Pregevole e puntuale a fine relazione tra gli interventi, quello dell’avvocato Astorre Mancini che ha colto il nesso della resa politica di Dossetti agli inizi degli anni ’50.
Fu senza ombra di dubbio un uomo di altissimi riferimenti umani, sociali e politici, partigiano dal ’44 al ’45 partecipando attivamente alla resistenza nell’Appennino reggiano, rappresentante del partito democratico-cristiano, poi presidente del Cln di Reggio-Emilia, convinto antifascista, fondatore della pregevole rivista “Cronache Sociali” nel ’47.

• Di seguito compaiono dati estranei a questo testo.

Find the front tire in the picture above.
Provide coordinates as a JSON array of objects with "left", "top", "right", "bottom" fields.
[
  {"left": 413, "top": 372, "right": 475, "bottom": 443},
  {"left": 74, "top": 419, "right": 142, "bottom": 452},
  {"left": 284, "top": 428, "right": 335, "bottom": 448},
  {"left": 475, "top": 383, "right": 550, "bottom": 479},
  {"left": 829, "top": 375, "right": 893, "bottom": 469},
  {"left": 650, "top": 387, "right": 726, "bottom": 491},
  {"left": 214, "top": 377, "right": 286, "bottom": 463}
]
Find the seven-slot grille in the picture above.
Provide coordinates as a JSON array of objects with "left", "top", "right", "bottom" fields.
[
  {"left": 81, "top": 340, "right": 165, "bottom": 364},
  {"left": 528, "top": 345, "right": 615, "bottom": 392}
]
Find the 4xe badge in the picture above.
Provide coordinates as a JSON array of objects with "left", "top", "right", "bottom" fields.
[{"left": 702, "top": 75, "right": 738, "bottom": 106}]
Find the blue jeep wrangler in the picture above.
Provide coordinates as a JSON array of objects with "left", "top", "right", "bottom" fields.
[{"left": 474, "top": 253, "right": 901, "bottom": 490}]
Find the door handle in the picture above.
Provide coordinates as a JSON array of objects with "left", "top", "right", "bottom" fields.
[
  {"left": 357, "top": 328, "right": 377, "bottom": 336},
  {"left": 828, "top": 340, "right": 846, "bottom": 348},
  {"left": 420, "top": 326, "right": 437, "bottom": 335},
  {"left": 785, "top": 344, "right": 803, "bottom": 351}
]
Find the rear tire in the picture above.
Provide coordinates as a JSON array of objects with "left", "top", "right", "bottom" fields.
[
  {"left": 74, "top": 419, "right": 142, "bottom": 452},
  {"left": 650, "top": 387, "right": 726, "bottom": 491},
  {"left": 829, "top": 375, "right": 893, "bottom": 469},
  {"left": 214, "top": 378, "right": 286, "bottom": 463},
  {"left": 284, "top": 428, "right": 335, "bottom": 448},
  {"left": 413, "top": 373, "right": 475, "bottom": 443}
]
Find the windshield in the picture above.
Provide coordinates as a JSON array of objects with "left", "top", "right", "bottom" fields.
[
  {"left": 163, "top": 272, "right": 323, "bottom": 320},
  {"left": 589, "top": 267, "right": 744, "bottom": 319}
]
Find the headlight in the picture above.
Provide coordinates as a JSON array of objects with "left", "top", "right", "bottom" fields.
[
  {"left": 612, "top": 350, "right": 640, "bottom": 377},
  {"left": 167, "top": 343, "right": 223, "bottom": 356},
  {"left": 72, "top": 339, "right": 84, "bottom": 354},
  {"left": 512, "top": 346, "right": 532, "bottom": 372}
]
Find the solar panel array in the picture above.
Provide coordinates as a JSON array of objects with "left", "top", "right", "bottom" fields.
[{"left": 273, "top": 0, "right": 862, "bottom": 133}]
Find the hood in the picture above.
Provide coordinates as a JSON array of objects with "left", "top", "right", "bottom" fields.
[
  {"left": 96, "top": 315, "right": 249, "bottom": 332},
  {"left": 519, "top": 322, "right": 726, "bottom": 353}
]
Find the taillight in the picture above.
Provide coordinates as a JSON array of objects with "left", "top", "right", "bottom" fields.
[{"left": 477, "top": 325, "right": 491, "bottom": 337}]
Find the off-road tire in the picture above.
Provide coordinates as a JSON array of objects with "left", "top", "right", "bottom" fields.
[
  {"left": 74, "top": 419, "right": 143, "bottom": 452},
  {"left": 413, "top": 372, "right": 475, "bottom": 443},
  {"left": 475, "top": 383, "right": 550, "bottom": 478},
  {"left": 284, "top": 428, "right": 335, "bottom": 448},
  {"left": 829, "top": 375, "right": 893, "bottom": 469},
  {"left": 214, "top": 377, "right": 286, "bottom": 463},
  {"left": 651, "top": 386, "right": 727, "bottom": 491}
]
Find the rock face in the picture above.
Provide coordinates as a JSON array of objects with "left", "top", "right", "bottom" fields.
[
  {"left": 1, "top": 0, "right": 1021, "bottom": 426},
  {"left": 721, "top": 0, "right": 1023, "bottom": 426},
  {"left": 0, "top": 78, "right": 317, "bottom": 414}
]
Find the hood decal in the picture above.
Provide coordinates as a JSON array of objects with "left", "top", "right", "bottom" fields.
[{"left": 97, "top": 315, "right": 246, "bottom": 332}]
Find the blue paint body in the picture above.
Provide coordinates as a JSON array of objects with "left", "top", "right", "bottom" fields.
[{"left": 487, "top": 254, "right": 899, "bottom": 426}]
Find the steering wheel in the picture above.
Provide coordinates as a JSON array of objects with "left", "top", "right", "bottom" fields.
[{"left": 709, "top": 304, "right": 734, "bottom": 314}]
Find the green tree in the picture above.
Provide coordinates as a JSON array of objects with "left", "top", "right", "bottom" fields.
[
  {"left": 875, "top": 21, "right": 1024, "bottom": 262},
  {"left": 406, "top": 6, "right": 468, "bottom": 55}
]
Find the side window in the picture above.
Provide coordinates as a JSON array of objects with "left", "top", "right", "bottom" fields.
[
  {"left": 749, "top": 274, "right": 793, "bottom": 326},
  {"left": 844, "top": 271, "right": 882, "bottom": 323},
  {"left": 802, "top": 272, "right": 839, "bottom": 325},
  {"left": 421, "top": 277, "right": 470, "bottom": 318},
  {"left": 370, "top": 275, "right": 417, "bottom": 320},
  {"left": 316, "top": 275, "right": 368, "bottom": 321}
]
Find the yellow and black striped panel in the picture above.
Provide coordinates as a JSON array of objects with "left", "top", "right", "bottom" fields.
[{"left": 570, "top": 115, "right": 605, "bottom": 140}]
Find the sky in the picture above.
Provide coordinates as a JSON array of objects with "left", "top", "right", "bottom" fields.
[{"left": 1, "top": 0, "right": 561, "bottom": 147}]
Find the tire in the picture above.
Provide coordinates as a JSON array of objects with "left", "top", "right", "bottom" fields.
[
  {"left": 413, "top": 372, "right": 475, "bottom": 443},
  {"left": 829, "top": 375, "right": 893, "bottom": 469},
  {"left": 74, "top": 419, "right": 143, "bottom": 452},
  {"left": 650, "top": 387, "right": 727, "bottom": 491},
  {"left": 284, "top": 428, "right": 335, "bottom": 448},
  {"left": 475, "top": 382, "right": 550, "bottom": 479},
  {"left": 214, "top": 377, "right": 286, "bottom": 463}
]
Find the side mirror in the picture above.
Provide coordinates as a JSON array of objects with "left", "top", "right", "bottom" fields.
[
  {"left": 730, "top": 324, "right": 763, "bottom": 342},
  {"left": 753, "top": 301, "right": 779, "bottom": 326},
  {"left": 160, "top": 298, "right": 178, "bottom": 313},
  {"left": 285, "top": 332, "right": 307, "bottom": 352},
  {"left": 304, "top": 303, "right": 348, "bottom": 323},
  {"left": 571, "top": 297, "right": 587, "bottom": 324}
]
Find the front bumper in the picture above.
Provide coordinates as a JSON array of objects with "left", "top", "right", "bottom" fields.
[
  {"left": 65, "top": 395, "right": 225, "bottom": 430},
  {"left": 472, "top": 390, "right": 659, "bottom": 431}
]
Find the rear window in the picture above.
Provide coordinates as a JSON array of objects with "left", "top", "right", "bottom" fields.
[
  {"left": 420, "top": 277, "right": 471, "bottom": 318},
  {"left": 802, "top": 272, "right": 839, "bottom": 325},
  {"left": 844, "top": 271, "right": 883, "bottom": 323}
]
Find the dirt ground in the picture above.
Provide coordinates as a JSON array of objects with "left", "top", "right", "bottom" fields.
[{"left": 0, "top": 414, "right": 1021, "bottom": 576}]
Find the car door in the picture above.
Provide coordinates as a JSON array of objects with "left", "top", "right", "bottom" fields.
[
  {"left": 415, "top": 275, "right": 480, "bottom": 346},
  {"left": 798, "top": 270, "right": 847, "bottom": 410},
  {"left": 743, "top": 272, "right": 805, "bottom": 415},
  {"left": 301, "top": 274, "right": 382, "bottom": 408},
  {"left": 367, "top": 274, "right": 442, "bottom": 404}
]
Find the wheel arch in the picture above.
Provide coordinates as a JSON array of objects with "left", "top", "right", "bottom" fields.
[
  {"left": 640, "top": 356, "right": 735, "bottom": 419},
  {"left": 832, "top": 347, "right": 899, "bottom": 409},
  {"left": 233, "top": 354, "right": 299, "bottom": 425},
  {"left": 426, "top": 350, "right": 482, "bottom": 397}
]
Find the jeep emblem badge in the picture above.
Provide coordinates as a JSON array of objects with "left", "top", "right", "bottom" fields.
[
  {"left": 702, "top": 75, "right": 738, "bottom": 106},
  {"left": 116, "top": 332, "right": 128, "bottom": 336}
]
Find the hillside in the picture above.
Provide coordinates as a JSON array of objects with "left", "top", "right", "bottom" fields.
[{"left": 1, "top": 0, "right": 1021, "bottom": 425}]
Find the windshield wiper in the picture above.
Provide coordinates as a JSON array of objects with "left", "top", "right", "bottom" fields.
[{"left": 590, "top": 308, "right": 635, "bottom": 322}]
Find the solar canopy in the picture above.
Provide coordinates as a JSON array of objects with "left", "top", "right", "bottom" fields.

Uomo dalla feconda capacità di politico e giurista dalla intelligenza e preveggenza non comuni, membro di quelle tante e dialoganti sottocommissioni dei 75 componenti nel 1947 che, con la forza delle idee e della parola, scrissero la nostra Carta Costituzionale.
Seduti uno di fronte all’altro con Togliatti, di vent’anni più vecchio, che lo considerava con profonda stima, come ha anche ricordato il Cardinale Tonini; soprattutto durante i lavori della prima sottocommissione che elaborò l’art. 7, dal cui confronto nacque la positiva soluzione che fece uscire l’Assemblea dalle acque pericolose dello scontro frontale; così mi pare di vederli ed udirli, tanto è intenso l’emozionante ricordo di quei lavori parlamentari.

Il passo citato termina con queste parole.